Oeuvres de Turgot – 110 – La mendicité

110. — LA MENDICITÉ.

I. — Supplément à des instructions précédentes[1].

[D. P., VI, 1]

19 février.

Le Conseil s’étant déterminé à entendre les ordres ci-devant donnés pour la suppression de la mendicité à tous les mendiants, soit qu’ils aient un domicile ou qu’ils n’en aient pas, M. le Chancelier et M. le duc de Choiseul ont adressé de nouvelles instructions aux officiers de la maréchaussée pour les autoriser à faire arrêter et conduire dans les dépôts ceux qui seraient trouvés mendiant, même dans le lieu de leur domicile, et à procéder contre eux de la même manière que contre les autres mendiants de profession. L’intention du Conseil n’est pas cependant que ces ordres soient exécutés avec la même rigueur et la même universalité que ceux précédemment donnés pour faire arrêter les mendiants non domiciliés. Il ne doit, au contraire, y être procédé qu’avec la modération nécessaire pour ne point risquer de confondre deux choses aussi différentes que la pauvreté réelle et la mendicité volontaire occasionnée par le libertinage et l’amour de l’oisiveté. La première doit être non seulement secourue, mais respectée ; la seconde seule peut mériter d’être punie. Il ne faut donc pas perdre de vue que la seule mendicité volontaire, qui se refuse aux moyens honnêtes de subsister qu’on lui offre, est l’objet de ces nouveaux ordres.

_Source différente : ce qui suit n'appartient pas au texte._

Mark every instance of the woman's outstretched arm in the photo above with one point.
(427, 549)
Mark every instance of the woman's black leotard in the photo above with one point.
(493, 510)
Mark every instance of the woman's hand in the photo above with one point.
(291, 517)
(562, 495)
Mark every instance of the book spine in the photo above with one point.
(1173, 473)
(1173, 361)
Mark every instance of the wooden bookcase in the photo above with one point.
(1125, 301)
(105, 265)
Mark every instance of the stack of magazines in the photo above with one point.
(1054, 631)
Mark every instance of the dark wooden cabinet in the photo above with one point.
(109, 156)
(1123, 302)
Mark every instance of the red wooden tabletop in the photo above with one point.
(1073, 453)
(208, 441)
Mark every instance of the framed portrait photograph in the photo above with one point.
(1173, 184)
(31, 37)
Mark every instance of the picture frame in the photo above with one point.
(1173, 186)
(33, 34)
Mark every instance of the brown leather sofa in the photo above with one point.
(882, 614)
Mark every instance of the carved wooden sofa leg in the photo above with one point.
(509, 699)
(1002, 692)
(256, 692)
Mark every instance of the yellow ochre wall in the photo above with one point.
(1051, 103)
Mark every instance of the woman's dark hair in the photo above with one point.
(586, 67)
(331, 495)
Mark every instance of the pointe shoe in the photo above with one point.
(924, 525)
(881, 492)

Par conséquent, leur exécution suppose que les vrais pauvres trouveront chacun dans la paroisse où ils font leur domicile, ou des secours, s’ils sont hors d’état de gagner leur vie, ou du travail s’ils ont la force ou la santé nécessaires.

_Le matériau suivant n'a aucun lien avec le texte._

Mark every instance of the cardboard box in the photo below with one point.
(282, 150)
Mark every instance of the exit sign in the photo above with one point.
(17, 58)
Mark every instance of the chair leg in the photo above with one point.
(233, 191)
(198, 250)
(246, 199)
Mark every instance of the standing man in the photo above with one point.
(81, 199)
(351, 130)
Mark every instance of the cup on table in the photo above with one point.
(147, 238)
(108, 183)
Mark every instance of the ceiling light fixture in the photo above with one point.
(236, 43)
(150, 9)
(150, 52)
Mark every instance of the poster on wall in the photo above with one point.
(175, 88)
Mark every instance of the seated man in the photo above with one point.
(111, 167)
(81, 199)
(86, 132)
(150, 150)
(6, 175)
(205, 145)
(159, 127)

Cette considération avait déterminé à suspendre l’envoi de ces mêmes ordres, jusqu’à ce que la diminution du prix des grains eût fait cesser la mendicité forcée par la misère répandue dans les campagnes. Mais, les mesures qui doivent être prises dans toutes les paroisses de la Généralité pour assurer la subsistance ou procurer du travail aux vrais pauvres ne laissant plus aucun prétexte pour mendier, on a cru que c’était au contraire le moment le plus favorable qu’on pût choisir pour remplir les vues du Conseil et supprimer entièrement la mendicité ; et, comme il est nécessaire de donner des règles précises sur la conduite que doivent observer les différentes personnes chargées des détails de l’opération, afin que les principes qu’on suivra soient uniformes dans toute la Généralité, l’on a rédigé ce supplément aux deux instructions du 1er août et du 20 novembre 1768.

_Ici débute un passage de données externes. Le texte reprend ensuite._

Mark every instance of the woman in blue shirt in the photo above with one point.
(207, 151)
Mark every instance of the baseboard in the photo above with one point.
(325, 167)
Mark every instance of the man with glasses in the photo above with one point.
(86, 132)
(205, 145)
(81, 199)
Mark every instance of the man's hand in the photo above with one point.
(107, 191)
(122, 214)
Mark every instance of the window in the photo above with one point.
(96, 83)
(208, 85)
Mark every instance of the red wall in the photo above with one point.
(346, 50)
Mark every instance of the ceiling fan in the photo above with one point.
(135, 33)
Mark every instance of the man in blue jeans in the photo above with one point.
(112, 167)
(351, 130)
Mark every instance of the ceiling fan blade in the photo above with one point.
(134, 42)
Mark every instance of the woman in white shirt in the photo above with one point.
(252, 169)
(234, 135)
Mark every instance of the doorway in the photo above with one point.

ART. Ier. — Il ne sera plus loisible à quelque personne que ce soit de mendier, même dans la paroisse de son domicile, et ceux qui mendieront seront arrêtés par les cavaliers de la maréchaussée, de la même manière que l’Instruction du 10 août prescrit d’arrêter les mendiants de profession.

II. — Ils ne pourront cependant être arrêtés que dix jours après que les ordres et les instructions, donnés dans chaque paroisse pour assurer la subsistance des pauvres, auront été exécutés, ce dont les cavaliers auront soin de s’instruire par la voie de MM. les curés.

III. — Comme on peut toujours retrouver des mendiants domiciliés et connus, et comme il est moins question de les punir d’avoir mendié que de les empêcher de mendier à l’avenir, comme il serait, d’ailleurs, inutile et dispendieux de remplir les dépôts d’une foule de gens qui seraient disposés à quitter la vie mendiante, les officiers et cavaliers de la maréchaussée ne doivent point conduire dans les prisons ceux qu’ils auraient arrêtés, par la seule raison qu’ils les auraient trouvés mendiant. Ceux à qui il n’y aurait d’autre reproche à faire que d’avoir été trouvés mendiant, doivent être remis en liberté, à la charge de ne plus mendier, et en les prévenant que, s’ils y retournent, ils seront arrêtés de nouveau et conduits dans les dépôts.

IV. — Il doit néanmoins être dressé procès-verbal de leur capture, et des éclaircissements qui auront été pris sur leur nom, leur domicile et leur état, ainsi que l’article II de l’instruction du 1er août 1768 le prescrit relativement aux mendiants domiciliés, qui n’étaient point dans le cas d’être emprisonnés, mais dont l’état devait être constaté.

V. — En effet, s’ils sont repris de nouveau, ils seront conduits dans les prisons, et l’on suivra contre eux la forme de procéder prescrite, par les instructions précédentes, vis-à-vis des mendiants de profession.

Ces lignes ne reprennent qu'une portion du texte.